'Freshman 15' may be oversold: analysis
NEW YORK (Reuters Health) - College students may not gain the much-dreaded "freshman 15" but they do gain weight during their years in school, according to a fresh look at some past research.
Young adults gained an average of about 3.5 pounds (about 1.6 kg) over their college careers with a relatively small gain during the first year, researchers found.
“Everyone puts so much emphasis on at first year of college,” said Michael Fedewa, the study’s lead author from the University of Georgia in Athens.
“But what we found from this study was the change in weight and body fat during the first year continues on and so we think that change in weight and fat is related to time more than anything else,” he said in a phone call.
The longer students were followed, the bigger the change in weight, Fedewa said. Also, the weight gain seen among college students was similar to what other researchers have observed among young adults not in college.
“I don't think it's something that’s just limited to college students,” he said. “I think it happens to everybody during those late adolescent and early adult years.”
For the new study, published in the American Journal of Preventive Medicine, Fedewa and his colleagues gathered data from 48 earlier studies that examined changes in weight and body fat among young adults.
The studies were mostly conducted in the U.S. and followed young adults for anywhere from 1.5 months to four years. The college students gained an average of about 3.5 pounds during their four years of school and experienced about a 1.2 percent increase in body fat, the researchers found.
“We were surprised at how little the weight gain was,” Fedewa said. “We thought we would see a lot greater weight change because the ‘freshman 15’ is this big scary number.”
The "freshman 15" refers to the amount of weight many college students in the U.S. and Canada are traditionally rumored to gain in their first year: 15 pounds, or close to 7 kg. Other countries have different terms for the same phenomenon.
While a few extra pounds is relatively small compared to the dreaded "freshman 15," the researchers say young adulthood may instead be a “tipping point” in lifelong behaviors related to weight management.
David Levitsky, an expert on weight management at Cornell University in Ithaca, New York, told Reuters Health in a phone interview that college may create an environment that encourages weight gain. Factors include vending machines, late-night studying and all-you-can-eat meal plans.
“The problem with that is that there's lots of data showing the more food that you put on the plate, the more you're going to eat, said Levitsky, who was not involved with the new analysis.

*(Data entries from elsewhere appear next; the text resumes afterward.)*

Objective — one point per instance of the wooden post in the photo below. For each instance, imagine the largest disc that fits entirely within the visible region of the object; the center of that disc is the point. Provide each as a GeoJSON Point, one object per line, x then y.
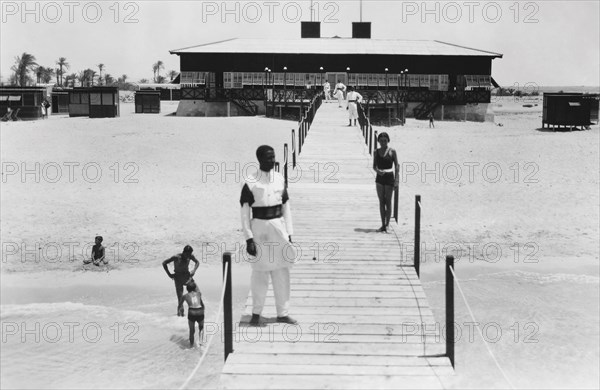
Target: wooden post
{"type": "Point", "coordinates": [370, 139]}
{"type": "Point", "coordinates": [450, 309]}
{"type": "Point", "coordinates": [294, 148]}
{"type": "Point", "coordinates": [285, 162]}
{"type": "Point", "coordinates": [300, 138]}
{"type": "Point", "coordinates": [227, 306]}
{"type": "Point", "coordinates": [417, 259]}
{"type": "Point", "coordinates": [396, 203]}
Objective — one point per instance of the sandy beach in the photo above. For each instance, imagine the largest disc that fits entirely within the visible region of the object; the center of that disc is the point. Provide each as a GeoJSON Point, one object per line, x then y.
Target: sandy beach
{"type": "Point", "coordinates": [518, 206]}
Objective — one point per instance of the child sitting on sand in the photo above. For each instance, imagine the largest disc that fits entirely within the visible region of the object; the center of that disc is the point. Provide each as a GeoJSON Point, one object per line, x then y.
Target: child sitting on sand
{"type": "Point", "coordinates": [195, 309]}
{"type": "Point", "coordinates": [97, 256]}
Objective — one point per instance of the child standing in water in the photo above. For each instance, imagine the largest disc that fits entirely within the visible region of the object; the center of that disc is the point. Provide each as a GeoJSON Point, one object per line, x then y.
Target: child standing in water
{"type": "Point", "coordinates": [195, 309]}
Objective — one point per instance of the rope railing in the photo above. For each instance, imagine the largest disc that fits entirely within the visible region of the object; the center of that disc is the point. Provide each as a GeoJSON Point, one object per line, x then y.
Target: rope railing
{"type": "Point", "coordinates": [226, 286]}
{"type": "Point", "coordinates": [478, 328]}
{"type": "Point", "coordinates": [451, 278]}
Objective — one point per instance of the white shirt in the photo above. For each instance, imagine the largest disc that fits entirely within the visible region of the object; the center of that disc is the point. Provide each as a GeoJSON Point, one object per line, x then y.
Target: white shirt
{"type": "Point", "coordinates": [267, 190]}
{"type": "Point", "coordinates": [353, 95]}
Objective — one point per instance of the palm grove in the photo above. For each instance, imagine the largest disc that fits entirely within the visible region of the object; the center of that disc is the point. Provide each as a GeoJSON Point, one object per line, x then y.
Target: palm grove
{"type": "Point", "coordinates": [26, 72]}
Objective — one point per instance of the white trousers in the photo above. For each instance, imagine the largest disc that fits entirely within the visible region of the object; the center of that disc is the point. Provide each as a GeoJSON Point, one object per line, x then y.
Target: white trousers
{"type": "Point", "coordinates": [259, 284]}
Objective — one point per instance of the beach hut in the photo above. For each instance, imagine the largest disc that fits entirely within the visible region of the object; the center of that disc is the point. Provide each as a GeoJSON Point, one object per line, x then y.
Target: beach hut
{"type": "Point", "coordinates": [147, 102]}
{"type": "Point", "coordinates": [566, 110]}
{"type": "Point", "coordinates": [168, 91]}
{"type": "Point", "coordinates": [95, 102]}
{"type": "Point", "coordinates": [24, 102]}
{"type": "Point", "coordinates": [60, 101]}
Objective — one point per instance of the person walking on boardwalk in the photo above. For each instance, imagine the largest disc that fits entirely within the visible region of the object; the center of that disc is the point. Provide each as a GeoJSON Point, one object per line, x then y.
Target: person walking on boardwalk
{"type": "Point", "coordinates": [339, 92]}
{"type": "Point", "coordinates": [267, 227]}
{"type": "Point", "coordinates": [326, 90]}
{"type": "Point", "coordinates": [353, 98]}
{"type": "Point", "coordinates": [182, 274]}
{"type": "Point", "coordinates": [385, 164]}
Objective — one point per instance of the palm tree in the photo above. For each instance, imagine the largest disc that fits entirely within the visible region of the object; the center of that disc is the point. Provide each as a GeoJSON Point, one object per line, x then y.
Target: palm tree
{"type": "Point", "coordinates": [44, 75]}
{"type": "Point", "coordinates": [90, 76]}
{"type": "Point", "coordinates": [156, 68]}
{"type": "Point", "coordinates": [81, 77]}
{"type": "Point", "coordinates": [172, 74]}
{"type": "Point", "coordinates": [71, 77]}
{"type": "Point", "coordinates": [100, 68]}
{"type": "Point", "coordinates": [108, 79]}
{"type": "Point", "coordinates": [23, 65]}
{"type": "Point", "coordinates": [62, 63]}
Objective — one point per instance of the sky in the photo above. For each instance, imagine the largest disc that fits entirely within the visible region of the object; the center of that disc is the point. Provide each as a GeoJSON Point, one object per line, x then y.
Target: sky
{"type": "Point", "coordinates": [543, 42]}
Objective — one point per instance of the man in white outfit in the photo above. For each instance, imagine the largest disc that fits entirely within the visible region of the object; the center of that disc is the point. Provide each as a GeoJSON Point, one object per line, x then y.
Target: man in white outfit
{"type": "Point", "coordinates": [352, 107]}
{"type": "Point", "coordinates": [339, 92]}
{"type": "Point", "coordinates": [327, 90]}
{"type": "Point", "coordinates": [267, 227]}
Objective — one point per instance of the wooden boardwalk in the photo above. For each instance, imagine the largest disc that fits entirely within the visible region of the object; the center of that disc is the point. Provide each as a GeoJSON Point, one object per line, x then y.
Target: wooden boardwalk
{"type": "Point", "coordinates": [364, 319]}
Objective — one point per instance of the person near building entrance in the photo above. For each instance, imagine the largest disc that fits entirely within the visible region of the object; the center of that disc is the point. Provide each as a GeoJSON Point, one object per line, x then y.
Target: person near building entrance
{"type": "Point", "coordinates": [353, 98]}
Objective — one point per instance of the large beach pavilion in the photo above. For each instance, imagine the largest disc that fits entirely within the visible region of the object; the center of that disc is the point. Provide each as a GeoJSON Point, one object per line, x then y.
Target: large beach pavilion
{"type": "Point", "coordinates": [399, 77]}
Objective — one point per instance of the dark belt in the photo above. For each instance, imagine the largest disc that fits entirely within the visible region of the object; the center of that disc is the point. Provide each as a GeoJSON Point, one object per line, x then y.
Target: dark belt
{"type": "Point", "coordinates": [270, 212]}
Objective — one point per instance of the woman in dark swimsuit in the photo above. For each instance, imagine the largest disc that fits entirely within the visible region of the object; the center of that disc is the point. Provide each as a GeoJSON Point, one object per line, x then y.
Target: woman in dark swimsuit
{"type": "Point", "coordinates": [385, 164]}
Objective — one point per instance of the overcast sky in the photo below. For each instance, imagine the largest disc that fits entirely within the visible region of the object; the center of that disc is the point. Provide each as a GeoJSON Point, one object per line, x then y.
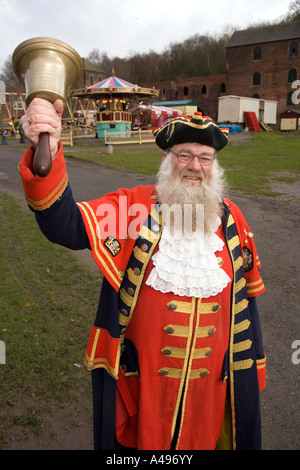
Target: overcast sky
{"type": "Point", "coordinates": [123, 27]}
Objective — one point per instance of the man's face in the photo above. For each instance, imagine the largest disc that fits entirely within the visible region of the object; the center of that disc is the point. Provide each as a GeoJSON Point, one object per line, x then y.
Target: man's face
{"type": "Point", "coordinates": [192, 172]}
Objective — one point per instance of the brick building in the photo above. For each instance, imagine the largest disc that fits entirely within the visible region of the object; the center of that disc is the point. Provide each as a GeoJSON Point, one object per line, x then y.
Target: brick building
{"type": "Point", "coordinates": [263, 63]}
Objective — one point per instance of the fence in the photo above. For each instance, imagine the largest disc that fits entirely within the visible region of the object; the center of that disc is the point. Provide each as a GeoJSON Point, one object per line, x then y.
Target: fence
{"type": "Point", "coordinates": [129, 137]}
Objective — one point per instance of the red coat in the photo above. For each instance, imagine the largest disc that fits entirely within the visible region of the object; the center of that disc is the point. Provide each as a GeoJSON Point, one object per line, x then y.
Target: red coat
{"type": "Point", "coordinates": [177, 350]}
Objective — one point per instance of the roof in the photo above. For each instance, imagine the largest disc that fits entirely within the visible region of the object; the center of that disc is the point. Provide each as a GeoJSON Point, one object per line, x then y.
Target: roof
{"type": "Point", "coordinates": [113, 82]}
{"type": "Point", "coordinates": [88, 65]}
{"type": "Point", "coordinates": [175, 103]}
{"type": "Point", "coordinates": [271, 33]}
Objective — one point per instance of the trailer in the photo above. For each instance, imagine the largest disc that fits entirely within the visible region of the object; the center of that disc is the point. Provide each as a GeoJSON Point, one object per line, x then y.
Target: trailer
{"type": "Point", "coordinates": [231, 109]}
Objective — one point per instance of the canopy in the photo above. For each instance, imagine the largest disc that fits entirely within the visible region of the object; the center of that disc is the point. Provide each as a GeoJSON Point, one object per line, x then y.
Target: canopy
{"type": "Point", "coordinates": [113, 82]}
{"type": "Point", "coordinates": [114, 87]}
{"type": "Point", "coordinates": [158, 113]}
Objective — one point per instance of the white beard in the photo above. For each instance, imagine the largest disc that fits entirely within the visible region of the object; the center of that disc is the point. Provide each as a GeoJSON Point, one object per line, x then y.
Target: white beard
{"type": "Point", "coordinates": [189, 208]}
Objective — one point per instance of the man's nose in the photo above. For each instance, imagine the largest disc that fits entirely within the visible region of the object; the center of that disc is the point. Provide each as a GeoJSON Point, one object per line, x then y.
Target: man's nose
{"type": "Point", "coordinates": [194, 164]}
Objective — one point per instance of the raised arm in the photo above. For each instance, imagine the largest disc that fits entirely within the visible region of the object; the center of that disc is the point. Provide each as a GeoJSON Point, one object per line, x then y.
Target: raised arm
{"type": "Point", "coordinates": [51, 197]}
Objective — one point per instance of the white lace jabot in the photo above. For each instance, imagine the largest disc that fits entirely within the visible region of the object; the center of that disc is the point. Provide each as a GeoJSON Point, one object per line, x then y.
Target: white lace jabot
{"type": "Point", "coordinates": [188, 266]}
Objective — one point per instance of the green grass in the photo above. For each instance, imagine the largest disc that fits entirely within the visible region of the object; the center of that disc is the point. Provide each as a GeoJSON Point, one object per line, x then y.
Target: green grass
{"type": "Point", "coordinates": [249, 164]}
{"type": "Point", "coordinates": [48, 304]}
{"type": "Point", "coordinates": [135, 159]}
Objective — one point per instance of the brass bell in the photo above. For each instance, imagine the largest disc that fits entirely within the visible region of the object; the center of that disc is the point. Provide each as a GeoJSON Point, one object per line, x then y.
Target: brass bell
{"type": "Point", "coordinates": [49, 68]}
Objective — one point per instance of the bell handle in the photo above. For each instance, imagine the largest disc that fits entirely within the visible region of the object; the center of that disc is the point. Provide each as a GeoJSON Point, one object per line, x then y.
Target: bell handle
{"type": "Point", "coordinates": [42, 160]}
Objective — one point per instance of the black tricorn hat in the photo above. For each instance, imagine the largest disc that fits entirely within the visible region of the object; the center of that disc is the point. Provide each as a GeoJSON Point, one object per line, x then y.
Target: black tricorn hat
{"type": "Point", "coordinates": [198, 128]}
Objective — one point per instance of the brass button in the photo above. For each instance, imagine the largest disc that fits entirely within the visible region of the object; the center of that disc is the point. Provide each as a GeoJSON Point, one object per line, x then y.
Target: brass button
{"type": "Point", "coordinates": [89, 365]}
{"type": "Point", "coordinates": [124, 312]}
{"type": "Point", "coordinates": [172, 306]}
{"type": "Point", "coordinates": [203, 373]}
{"type": "Point", "coordinates": [169, 330]}
{"type": "Point", "coordinates": [167, 352]}
{"type": "Point", "coordinates": [130, 291]}
{"type": "Point", "coordinates": [215, 308]}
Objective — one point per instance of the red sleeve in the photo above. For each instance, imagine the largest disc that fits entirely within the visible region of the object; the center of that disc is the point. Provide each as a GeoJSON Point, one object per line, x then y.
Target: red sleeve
{"type": "Point", "coordinates": [251, 261]}
{"type": "Point", "coordinates": [112, 223]}
{"type": "Point", "coordinates": [41, 193]}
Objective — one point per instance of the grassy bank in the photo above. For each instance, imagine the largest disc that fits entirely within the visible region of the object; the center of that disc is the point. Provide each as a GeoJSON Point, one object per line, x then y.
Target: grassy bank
{"type": "Point", "coordinates": [48, 304]}
{"type": "Point", "coordinates": [250, 164]}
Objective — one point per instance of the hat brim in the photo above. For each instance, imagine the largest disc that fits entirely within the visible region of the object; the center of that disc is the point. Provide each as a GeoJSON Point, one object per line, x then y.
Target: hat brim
{"type": "Point", "coordinates": [199, 129]}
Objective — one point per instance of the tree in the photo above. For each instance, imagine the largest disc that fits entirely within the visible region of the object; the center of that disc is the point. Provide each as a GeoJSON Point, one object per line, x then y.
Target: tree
{"type": "Point", "coordinates": [10, 78]}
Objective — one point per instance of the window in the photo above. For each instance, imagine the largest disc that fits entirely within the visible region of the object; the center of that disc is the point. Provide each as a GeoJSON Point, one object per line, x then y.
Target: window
{"type": "Point", "coordinates": [257, 53]}
{"type": "Point", "coordinates": [256, 78]}
{"type": "Point", "coordinates": [294, 49]}
{"type": "Point", "coordinates": [289, 100]}
{"type": "Point", "coordinates": [292, 75]}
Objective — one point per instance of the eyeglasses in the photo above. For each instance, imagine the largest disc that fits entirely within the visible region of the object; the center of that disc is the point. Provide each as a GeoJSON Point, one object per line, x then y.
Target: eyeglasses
{"type": "Point", "coordinates": [184, 157]}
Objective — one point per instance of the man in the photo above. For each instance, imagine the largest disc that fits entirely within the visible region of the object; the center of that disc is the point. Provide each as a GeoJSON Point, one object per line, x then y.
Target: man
{"type": "Point", "coordinates": [175, 351]}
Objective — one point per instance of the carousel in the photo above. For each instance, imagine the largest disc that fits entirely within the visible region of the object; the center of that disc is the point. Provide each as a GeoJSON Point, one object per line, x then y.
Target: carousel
{"type": "Point", "coordinates": [112, 98]}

“(But) it's not just the college kids that are gaining weight - all people between 18 and 40 gain weight and that is the major contributor to the obesity problem we have,” he said. “So these factors in the university that are coercing these kids to gain weight are the same factors that are in the outside world forcing other 18 to 40 year olds to gain weight.”
Fedewa said that college campuses are designed so that students can walk or ride their bikes to class.
“Trying to figure out how to get more physical activity in your everyday life by just moving more on your own would definitely prevent some of that unnecessary weight gain that happens to some college students,” he said.
Levitsky also suggests daily weight tracking as one of the most important factors in controlling weight.
“If you see yourself going up a pound or two, it's pretty easy to reverse that in about a week,” he said.
Losing weight becomes more difficult when a person doesn’t look at the scale, their pants don’t fit and they realize that they’re 10 to 15 pounds heavier, he added.